I had whole weeks like this in the summer when I was a kid.  Nothing set to do, no activities planned, each day stretched ahead with an adventure just waiting to be discovered.  Ellen Galinsky, author of Ask the Children, recently spoke on  “The Oprah Winfrey Show” about how the majority of children talk not of vacations and birthdays, but of the ordinary everyday things that we do as parents.  It is the day to day that gives children their sense of security and love.  It makes sense.  Looking at my own childhood, while I do remember the vacations we took, what meant the most to me was sitting on the stairs talking to my Mother.  I felt safe, and as if I could tell her anything in those moments.

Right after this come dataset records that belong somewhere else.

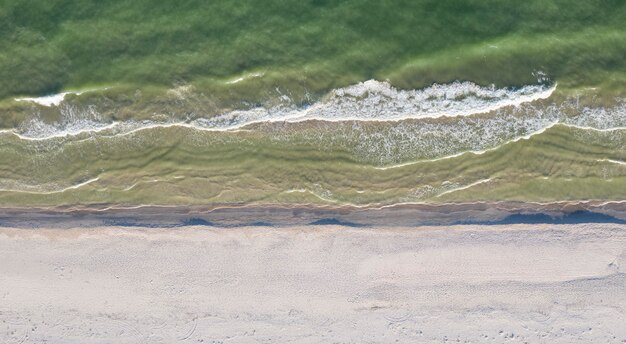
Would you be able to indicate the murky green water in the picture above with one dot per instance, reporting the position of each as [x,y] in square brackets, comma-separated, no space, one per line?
[200,102]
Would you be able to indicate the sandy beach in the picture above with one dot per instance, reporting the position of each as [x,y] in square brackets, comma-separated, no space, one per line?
[309,284]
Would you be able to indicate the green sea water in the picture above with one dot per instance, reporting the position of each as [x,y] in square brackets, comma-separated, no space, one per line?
[193,102]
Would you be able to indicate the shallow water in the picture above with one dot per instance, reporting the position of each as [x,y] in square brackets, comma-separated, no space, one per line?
[358,102]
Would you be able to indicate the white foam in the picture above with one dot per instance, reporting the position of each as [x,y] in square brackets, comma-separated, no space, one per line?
[30,190]
[50,100]
[53,99]
[379,101]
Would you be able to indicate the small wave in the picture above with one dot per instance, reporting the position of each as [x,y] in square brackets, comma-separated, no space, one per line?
[367,101]
[53,99]
[29,189]
[379,101]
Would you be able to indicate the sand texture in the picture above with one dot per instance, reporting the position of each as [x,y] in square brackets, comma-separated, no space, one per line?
[311,284]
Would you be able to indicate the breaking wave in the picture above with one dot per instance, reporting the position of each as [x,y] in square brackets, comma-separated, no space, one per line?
[367,101]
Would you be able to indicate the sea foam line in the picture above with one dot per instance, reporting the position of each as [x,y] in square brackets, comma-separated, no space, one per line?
[72,187]
[474,152]
[367,101]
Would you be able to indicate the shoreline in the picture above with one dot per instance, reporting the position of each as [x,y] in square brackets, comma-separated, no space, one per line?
[469,283]
[425,214]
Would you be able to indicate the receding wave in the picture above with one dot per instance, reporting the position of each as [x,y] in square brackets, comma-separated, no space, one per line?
[367,101]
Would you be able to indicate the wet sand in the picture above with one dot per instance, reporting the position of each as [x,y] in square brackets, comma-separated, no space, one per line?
[310,284]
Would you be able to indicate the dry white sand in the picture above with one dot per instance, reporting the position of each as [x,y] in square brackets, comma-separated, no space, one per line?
[521,283]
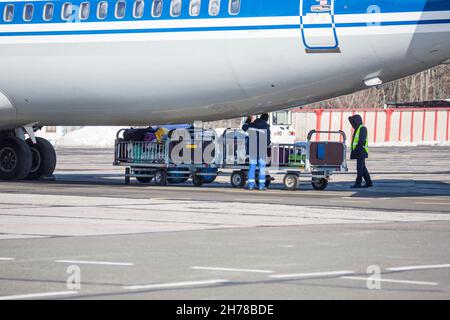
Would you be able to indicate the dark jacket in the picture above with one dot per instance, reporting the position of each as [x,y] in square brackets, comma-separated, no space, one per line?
[262,125]
[359,152]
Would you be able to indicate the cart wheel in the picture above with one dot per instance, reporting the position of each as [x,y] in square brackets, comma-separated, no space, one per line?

Those moments can’t be forced, they just sort of happen.  I suppose the key is to be prepared to drop everything when your child opens up.  It isn’t easy in our scheduled, rigorous, activity filled world.  It might mean missing something that’s important at that moment.  Taking in the bigger picture though, while I don’t remember exactly what my Mom and I said on the stairs all those years ago, I do remember how loved I felt.  Now that she has died, I can hold on to those moments.

So while I am still going to do the laundry and vacuum the carpets, I’m going to try to leave the TV off more often.  I hope Alex and Ian will have the equivalent of my Mother’s and my stair talks when they, as my son is fond of saying, “get bigger and biggerest.”